Limnoperna fortunei (L. fortunei) is a major fouling organism in hydraulic systems, where chemical control remains a common practice. This study evaluated the molluscicidal efficacy and mechanisms of eight chemical agents including copper sulfate (CuSO₄), chloramine, sodium hypochlorite (NaClO), salicylic acid, glyphosate, chitosan-based flocculant, nicotinoyl aniline sulfate (C₁₂H₁₀N₂O·H₂SO₄, abbreviated as NS) and polyquaternium. The results show that the order of toxicity from high to low was NS > CuSO₄ > NaClO > polyquaternium > salicylic acid > glyphosate > chloramine > chitosan-based flocculant. Notably, NS (2 mg/L), CuSO₄ (1 mg/L), and NaClO (3 mg/L) each achieved over 73% mortality of L. fortunei. Enzymatic activity analysis revealed distinct response patterns. NS caused sustained increases in superoxide dismutase (SOD) and glutathione-S-transferase (GST), malondialdehyde (MDA) increased significantly at 70% mortality, succinate dehydrogenase (SDH) were all below the control group, while acetylcholinesterase (AChE) slightly increased and then decreased. CuSO₄ induced continuous SOD increase, fluctuated MDA and GST levels, similar inhibition of SDH to NS, elevated AChE at 50% mortality.

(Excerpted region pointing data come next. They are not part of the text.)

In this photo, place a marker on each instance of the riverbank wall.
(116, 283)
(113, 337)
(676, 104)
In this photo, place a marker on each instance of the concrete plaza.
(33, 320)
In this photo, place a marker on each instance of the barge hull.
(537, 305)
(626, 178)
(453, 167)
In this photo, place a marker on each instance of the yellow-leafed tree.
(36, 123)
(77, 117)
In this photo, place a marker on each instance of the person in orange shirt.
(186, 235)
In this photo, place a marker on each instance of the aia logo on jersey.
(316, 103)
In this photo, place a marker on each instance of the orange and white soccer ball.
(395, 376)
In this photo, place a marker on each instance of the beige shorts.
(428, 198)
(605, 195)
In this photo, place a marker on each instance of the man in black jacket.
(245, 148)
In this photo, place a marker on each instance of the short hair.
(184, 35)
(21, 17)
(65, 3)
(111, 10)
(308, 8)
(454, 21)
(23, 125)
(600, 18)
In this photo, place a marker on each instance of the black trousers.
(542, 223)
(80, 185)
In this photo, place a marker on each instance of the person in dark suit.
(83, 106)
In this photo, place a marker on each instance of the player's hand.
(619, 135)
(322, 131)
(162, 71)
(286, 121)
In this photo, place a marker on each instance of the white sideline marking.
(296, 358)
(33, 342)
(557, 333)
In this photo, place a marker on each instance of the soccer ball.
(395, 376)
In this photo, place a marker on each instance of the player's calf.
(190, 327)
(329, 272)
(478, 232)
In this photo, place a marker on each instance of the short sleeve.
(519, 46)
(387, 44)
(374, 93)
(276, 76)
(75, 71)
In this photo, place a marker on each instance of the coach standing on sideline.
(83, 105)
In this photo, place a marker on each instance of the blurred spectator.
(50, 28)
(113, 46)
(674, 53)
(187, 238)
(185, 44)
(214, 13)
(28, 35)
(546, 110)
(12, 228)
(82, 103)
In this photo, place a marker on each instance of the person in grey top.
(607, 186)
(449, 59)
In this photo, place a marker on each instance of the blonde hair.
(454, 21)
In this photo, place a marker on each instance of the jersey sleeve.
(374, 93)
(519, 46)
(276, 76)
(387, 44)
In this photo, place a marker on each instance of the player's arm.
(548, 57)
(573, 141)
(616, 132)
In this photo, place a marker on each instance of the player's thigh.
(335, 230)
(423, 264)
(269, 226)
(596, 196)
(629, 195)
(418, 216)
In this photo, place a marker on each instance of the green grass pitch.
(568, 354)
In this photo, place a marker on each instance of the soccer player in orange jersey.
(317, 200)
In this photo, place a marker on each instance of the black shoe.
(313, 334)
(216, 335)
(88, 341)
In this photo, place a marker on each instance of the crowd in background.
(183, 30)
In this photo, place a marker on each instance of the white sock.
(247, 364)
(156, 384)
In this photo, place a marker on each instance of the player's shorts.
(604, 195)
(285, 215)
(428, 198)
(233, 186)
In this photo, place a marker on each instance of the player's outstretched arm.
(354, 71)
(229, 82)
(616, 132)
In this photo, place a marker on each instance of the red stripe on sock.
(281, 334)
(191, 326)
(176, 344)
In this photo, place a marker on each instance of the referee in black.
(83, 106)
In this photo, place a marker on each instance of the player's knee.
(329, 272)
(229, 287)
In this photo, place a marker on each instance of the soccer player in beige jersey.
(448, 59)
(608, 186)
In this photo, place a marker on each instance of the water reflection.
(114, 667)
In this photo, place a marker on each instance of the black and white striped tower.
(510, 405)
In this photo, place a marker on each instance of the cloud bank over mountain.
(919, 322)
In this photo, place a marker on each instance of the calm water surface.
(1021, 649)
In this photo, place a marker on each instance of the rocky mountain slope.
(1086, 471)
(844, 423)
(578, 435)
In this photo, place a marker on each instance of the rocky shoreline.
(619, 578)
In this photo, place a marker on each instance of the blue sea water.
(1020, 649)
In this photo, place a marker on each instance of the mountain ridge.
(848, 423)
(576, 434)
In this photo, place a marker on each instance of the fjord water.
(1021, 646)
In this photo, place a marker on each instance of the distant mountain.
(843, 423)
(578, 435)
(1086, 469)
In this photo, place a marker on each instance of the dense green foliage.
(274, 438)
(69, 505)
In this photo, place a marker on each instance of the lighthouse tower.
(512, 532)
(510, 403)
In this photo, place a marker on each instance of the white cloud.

NaClO resulted in moderate SOD increase, severe MDA accumulation, an initially GST increase and then decrease, elevated SDH at 70% mortality, and higher AChE at 50% mortality. These results suggest that NS and CuSO₄ suppress the physiological activity of L. fortunei primarily through oxidative stress and mitochondrial inhibition, whereas NaClO acts directly via membrane damage and oxidative injury at late stage. Histological examination of gills and gonads at 50% and 70% mortality revealed that NS triggered gill structural abnormalities and gonad atroph, CuSO₄ caused gill atrophy and gonad cavitation, NaClO induced only minor changes at 50% mortality but major gill cell loss and gonad nuclear disappearance at 70% mortality. The results of HE showed that all three chemical agents caused structural disorder of the gill filaments, gonadal atrophy and cavitation, and even disappearance of nuclei in L.fortunei, leading to significant tissue damage. These findings provide theoretical basis for selecting effective chemical controls including NS, CuSO₄ and NaClO against L. fortunei in hydraulic and enclosed infrastructure.

摘要

淡水壳菜(Limnoperna fortunei)是水利工程中常见的污损生物，化学药剂灭杀是去除淡水壳菜的常用方法。本文研究了CuSO₄、氯胺、NaClO、水杨酸、草甘膦、壳聚糖基絮凝剂、硫酸烟酰苯胺盐(以下简称NS)和聚季铵盐八种化学药剂对淡水壳菜的灭杀效果和机理。结果表明，毒性效果由高到低依次为：NS > CuSO₄＞NaClO>聚季铵盐＞水杨酸＞草甘膦＞氯胺＞壳聚糖基絮凝剂。其中，NS(2 mg/L)、CuSO₄(1 mg/L)、NaClO(3 mg/L)这三种药剂对淡水壳菜的灭杀效果较好，死亡率达73%以上。测定了三种药剂作用后不同死亡率下淡水壳菜酶活含量，结果发现，NS、CuSO₄、NaClO对淡水壳菜生理生化指标的影响存在显著差异。NS作用淡水壳菜时，超氧化物歧化酶(SOD)和谷胱甘肽S-转移酶(GST)随死亡率升高持续增强，丙二醛(MDA)在死亡率70%时明显升高，琥珀酸脱氢酶(SDH)均显著低于对照组，乙酰胆碱酯酶(AChE)略有升高后降低。CuSO₄作用淡水壳菜时，不同死亡率下SOD持续升高，MDA、GST剧烈波动，SDH抑制趋势与NS类似，AChE在50%死亡率时升高。NaClO处理淡水壳菜时，SOD轻度升高，MDA剧增，GST先升高后降低，SDH在死亡率为70%时升高，AChE在死亡率50%时升高。这说明NS和CuSO₄可能是由氧化应激和线粒体抑制来抑制淡水壳菜机体活性，而NaClO直接通过膜损伤与晚期氧化损伤作用来胁迫机体。死亡率达到50%、70%时对淡水壳菜的鳃丝及性腺进行染色切片观察。NS作用后鳃丝形态异常、细胞分布紊乱，性腺萎缩空化；CuSO₄作用后鳃丝萎缩、性腺破损严重，结缔组织空化明显；NaClO在死亡率为50%时对腮丝和性腺影响较小，但在死亡率为70%时鳃丝细胞减少、顶端空洞，性腺空化明显，核消失。组织病理学观察显示，三种化学药剂作用会导致淡水壳菜鳃丝结构紊乱、性腺萎缩空化，甚至细胞核消失，造成明显的组织损伤。本研究为水利工程管道和封闭结构中化学药剂灭杀淡水壳菜(如NS、CuSO₄和NaClO等)的选择提供了理论依据。